The $N$-th remainder is the limit of the series minus $S'_N$, or equivalently $$R'_N = \sum_{k=N+1}^{\infty} \frac{1}{k^2}.$$ We would like to control $R'_N$ by finding lower and upper bounds. This will allow us to control how well a partial sum approximates the limit.
Upper bound. Let $a_k=\frac{1}{(k+1)(k+2)}$, which is the terms in the series studied in the previous example. Observe that if $k \geq 2$, we have $$\frac{1}{k^2} < \frac{1}{k (k-1)}=a_{k-1}.$$ (This holds because $k^2>k (k-1)$.) Since this holds for any $k \geq 2$, we have that for $N \geq 1$, $$R'_N = \sum_{k=N+1}^\infty \frac{1}{k^2} < \sum_{k=N}^\infty a_k =R_{N-1} = \frac{1}{N}.$$ Here, the remainder $R_{N-1}$ comes from the previous example, and from our work there we get that $R_{N-1}=\frac{1}{N}$.
Lower bound. We also need a bound in the other direction. An obvious lower bound is $0<R'_N$, since all the terms in our sum are positive, but we can do better.

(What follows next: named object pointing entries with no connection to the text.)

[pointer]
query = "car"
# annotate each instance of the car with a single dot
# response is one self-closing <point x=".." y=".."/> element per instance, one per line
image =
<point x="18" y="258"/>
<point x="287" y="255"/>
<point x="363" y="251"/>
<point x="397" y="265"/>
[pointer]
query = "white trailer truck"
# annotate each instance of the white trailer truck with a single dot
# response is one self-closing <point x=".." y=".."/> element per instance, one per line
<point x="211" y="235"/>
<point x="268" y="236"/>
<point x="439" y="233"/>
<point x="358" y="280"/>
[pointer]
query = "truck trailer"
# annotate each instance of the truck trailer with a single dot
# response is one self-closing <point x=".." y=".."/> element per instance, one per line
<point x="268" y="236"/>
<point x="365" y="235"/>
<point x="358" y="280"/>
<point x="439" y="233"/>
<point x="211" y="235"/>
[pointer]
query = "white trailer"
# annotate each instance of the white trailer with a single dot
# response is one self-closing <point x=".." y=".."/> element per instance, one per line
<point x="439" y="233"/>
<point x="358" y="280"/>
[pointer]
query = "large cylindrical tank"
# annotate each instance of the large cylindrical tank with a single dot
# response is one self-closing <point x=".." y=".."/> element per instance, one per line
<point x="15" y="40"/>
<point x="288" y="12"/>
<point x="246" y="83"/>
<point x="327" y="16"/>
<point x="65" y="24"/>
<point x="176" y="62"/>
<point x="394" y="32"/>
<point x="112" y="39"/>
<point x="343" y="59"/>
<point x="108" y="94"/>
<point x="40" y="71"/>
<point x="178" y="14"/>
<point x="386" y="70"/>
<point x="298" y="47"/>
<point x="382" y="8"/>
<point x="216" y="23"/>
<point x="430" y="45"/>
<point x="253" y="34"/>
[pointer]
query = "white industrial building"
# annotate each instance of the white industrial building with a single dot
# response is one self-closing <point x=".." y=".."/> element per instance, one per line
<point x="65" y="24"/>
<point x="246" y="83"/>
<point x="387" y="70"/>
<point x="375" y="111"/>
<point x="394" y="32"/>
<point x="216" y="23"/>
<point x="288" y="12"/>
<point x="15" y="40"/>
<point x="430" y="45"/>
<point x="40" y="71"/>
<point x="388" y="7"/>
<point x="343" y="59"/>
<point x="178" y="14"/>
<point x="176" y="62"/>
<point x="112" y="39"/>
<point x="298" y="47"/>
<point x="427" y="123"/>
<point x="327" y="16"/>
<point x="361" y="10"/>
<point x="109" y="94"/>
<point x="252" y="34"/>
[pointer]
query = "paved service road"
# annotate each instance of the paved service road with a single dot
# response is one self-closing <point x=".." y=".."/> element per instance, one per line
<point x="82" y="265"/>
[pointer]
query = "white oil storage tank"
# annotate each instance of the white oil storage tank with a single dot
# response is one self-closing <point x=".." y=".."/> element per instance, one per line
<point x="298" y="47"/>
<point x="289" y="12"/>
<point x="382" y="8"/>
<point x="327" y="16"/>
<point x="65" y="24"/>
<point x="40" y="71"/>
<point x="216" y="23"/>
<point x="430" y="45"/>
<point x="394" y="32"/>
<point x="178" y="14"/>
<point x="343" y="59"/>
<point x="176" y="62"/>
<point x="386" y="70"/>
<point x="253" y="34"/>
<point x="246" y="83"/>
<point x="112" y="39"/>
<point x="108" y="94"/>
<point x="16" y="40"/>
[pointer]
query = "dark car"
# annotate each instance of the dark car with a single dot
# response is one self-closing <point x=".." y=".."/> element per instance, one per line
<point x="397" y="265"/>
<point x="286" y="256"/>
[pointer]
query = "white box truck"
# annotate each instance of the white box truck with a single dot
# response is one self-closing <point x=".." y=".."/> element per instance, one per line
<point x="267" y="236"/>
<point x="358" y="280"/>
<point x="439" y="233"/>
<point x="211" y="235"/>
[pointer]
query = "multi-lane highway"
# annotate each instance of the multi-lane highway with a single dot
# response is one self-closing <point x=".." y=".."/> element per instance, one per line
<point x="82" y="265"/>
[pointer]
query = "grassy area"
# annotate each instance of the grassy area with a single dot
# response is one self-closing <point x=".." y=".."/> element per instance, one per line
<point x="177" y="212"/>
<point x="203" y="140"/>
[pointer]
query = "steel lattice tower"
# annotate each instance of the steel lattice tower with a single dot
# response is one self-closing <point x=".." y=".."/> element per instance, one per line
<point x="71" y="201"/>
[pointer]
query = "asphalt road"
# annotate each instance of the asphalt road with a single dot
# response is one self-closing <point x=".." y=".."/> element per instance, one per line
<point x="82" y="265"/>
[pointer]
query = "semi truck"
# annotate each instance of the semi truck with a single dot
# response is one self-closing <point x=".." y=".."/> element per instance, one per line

Observe that $$a_{k}=\frac{1}{k(k+1)} < \frac{1}{k^2}$$ for all $k \geq 1$. It follows that for all $N \geq 0$, $$R_{N}=\sum_{k=N+1}^\infty a_k < \sum_{k=N+1}^\infty \frac{1}{k^2}=R'_N.$$ Then we know $R_N=\frac{1}{N+1}$ so we get that $R'_N > \frac{1}{N+1}$.
Combined bounds. We have shown that the remainder satisfies $$\frac{1}{N+1} < R'_N = \sum_{k=N+1}^{\infty} \frac{1}{k^2} < \frac{1}{N}.$$
Remark. It is a common trick to control truncation error by comparing a series to a series we understand well.
Suppose we want to compute our series to within an interval of length less than some $\epsilon>0$. From the above, we know that $$\frac{1}{N+1} < R'_N < \frac{1}{N}.$$ The actual value of the series is $S'_N + R'_N$ so, we get that $$S'_N + \frac{1}{N+1} < S'_N + R'_N < S'_N + \frac{1}{N}.$$ This confines the value taken by the series to an interval of length $$\frac{1}{N} - \frac{1}{N+1} = \frac{1}{N(N+1)}.$$ So, we see that given $\epsilon$, we should choose $N$ such that $$\frac{1}{N(N+1)} < \epsilon.$$
It is somewhat painful to solve this expression for $N$, but observe that
$\frac{1}{N(N+1)}<\frac{1}{N^2}.$
So it suffices to arrange that
$$\frac{1}{N^2} \leq \epsilon.$$
Solving for $N$ we see that we should have
$$N \geq \frac{1}{\sqrt{\epsilon}}.$$
So, the smallest integer we can take is
$$N=\left\lceil \frac{1}{\sqrt{\epsilon}} \right\rceil,$$
where $\lceil \cdot \rceil$ denotes the ceiling function. The ceiling of an real number is the smallest integer greater than or equal to that number. This is implemented in Python as ceil
in the math
package.
Revisiting the discussion above, with the choice of $N==\left\lceil \frac{1}{\sqrt{\epsilon}} \right\rceil$, we know that the value taken by the series lies in an interval of length less than $\epsilon$ with endpoints $S'_N+\frac{1}{N+1}$ and $S'_N+\frac{1}{N}$. A sensible thing to use to approximate the limit is the average $$S'_N + \frac{1}{2}\left(\frac{1}{N+1}+\frac{1}{N}\right)= S'_N + \frac{2N+1}{N(N+1)},$$ which we know is within $\frac{\epsilon}{2}$ of the actual limit.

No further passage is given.